This code was written to play around with various jailbreaking techniques ahead of the Gray Swan AI Ultimate Jailbreaking Competition. I've written that up here on my blog.
This is disorganized experimental mix-and-match code that helped me do a few things:
- Test 10 off-the-shelf jailbreaking prompt templates on 15 sample HarmBench target behaviors against 18 LLMs from a range of providers, automatically scoring their outputs with 4 rating methods
- Quickly pipe several combinations of Behavior x Attack x Paraphrase into a Google Sheet
- Play around with running open-weight GCG attacks
- Convert competition chat log files into spreadsheet format
It's most useful as a quick demo of how one might use the UK AISI's Inspect framework, which is a fantastic tool for doing all sorts of evals, whether on AI capabilities elicitation or red-teaming techniques.
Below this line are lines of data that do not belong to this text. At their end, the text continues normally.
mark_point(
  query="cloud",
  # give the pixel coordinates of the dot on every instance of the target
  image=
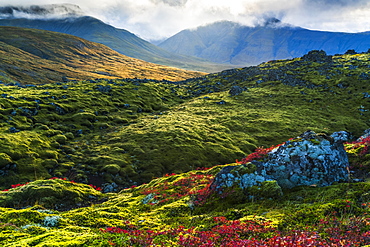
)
(157, 19)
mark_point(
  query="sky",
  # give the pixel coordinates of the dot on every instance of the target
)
(160, 19)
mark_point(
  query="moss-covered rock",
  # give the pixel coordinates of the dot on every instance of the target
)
(55, 194)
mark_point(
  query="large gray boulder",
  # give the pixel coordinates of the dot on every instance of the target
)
(309, 159)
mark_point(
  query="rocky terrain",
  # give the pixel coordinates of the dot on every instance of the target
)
(274, 154)
(234, 44)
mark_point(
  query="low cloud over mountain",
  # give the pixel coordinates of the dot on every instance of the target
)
(51, 11)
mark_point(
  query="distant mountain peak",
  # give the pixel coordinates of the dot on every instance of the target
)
(272, 21)
(49, 11)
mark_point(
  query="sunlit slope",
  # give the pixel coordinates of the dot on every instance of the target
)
(31, 56)
(120, 40)
(129, 131)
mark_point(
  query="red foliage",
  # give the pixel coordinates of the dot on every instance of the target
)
(167, 192)
(234, 233)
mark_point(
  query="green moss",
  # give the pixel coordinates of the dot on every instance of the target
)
(266, 190)
(4, 160)
(55, 194)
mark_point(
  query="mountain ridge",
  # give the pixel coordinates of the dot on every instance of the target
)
(120, 40)
(35, 56)
(232, 43)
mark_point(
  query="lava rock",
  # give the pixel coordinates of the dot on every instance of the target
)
(235, 90)
(309, 159)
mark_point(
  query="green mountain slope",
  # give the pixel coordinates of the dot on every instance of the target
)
(119, 40)
(121, 132)
(31, 56)
(130, 131)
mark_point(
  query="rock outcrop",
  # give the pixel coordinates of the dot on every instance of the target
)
(309, 159)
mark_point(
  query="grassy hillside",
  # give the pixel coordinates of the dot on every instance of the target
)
(30, 56)
(119, 133)
(131, 131)
(119, 40)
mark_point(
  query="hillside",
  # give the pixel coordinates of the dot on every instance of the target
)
(31, 56)
(120, 40)
(115, 134)
(128, 131)
(231, 43)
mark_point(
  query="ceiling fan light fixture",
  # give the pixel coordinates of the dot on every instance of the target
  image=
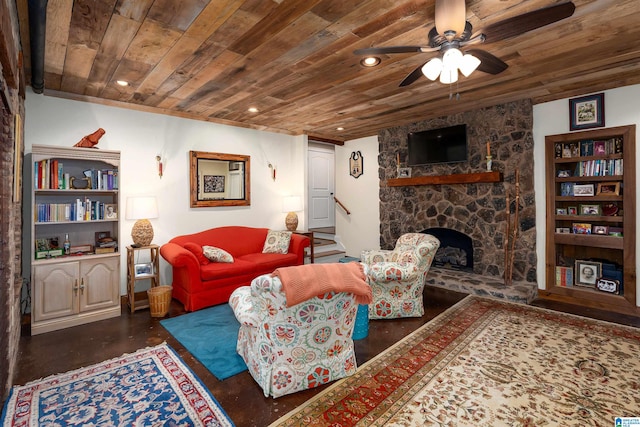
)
(370, 61)
(432, 69)
(448, 75)
(468, 64)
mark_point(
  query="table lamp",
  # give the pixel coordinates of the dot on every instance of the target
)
(291, 204)
(141, 208)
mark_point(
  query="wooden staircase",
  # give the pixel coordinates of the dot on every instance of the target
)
(326, 249)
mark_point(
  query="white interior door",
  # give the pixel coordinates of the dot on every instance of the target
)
(322, 212)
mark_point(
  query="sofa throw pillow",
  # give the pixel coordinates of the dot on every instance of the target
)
(277, 242)
(197, 251)
(216, 254)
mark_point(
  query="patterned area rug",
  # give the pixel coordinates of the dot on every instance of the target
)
(485, 362)
(151, 387)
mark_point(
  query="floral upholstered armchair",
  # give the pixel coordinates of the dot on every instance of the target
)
(288, 349)
(397, 277)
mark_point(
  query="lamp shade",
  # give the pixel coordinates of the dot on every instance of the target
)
(141, 208)
(292, 204)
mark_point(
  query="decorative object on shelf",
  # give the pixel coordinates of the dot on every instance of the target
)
(91, 140)
(142, 208)
(587, 273)
(583, 190)
(609, 188)
(143, 269)
(590, 210)
(404, 172)
(356, 166)
(581, 228)
(608, 285)
(511, 236)
(586, 112)
(80, 183)
(291, 204)
(110, 211)
(610, 209)
(601, 229)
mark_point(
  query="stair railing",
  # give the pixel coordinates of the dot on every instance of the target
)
(339, 203)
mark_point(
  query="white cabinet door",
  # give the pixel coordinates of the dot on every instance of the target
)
(99, 283)
(56, 288)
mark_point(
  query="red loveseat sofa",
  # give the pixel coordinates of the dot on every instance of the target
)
(198, 283)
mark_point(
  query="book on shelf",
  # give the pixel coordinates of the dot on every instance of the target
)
(105, 250)
(564, 276)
You may just want to read their docs, which will have more canonical ways of using their tooling, rather than starting from this baseline.
Don't imagine you will want to run this, but if you do, use uv
to manage your Python environment, then uv run jailbreak.py
, uv run gcg.py
, etc. You'll also want to put API keys for some subset of OpenAI, Anthropic, Together.ai, HuggingFace, and Google into .env (following .env.example format).